WARSAW (Reuters) -The new U.S. tariffs on European products could cost Poland around 8 billion zlotys ($2.16 billion), according to preliminary estimates, Polish Prime Minister Donald Tusk said on Tuesday.
“The losses will be significant on both sides of the Atlantic, but a tough trade agreement is better than a senseless tariff war between allies,” he wrote on social media platform X.
The U.S. struck a framework trade agreement with the European Union on Sunday, imposing a 15% import tariff on most EU goods – around half the threatened rate – and averting a bigger trade war between the two allies that account for almost a third of global trade.

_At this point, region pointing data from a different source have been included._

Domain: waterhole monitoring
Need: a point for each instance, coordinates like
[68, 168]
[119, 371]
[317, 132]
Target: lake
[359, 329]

Poland does not export many products directly to the United States, but expects to suffer knock-on effects as Polish companies are often subcontractors, and for instance, export car parts to Germany, which exports finished cars to the United States.
The new 15% baseline tariff on U.S. imports includes cars, a mainstay of central European exports. Although below a threatened 27.5%, it is a big increase on the 2.5% before U.S. President Donald Trump embarked on his global tariff announcements following his return to office in January.
Other countries in Central Europe also said the deal had eliminated uncertainty that has disrupted transatlantic trade, but said they expected a hit from the new tariffs.
The Czech finance ministry said on Tuesday U.S. tariffs will slow Czech economic growth by 0.2 percentage points for the remainder of the year and by 0.39 percentage points in 2026, citing preliminary estimates.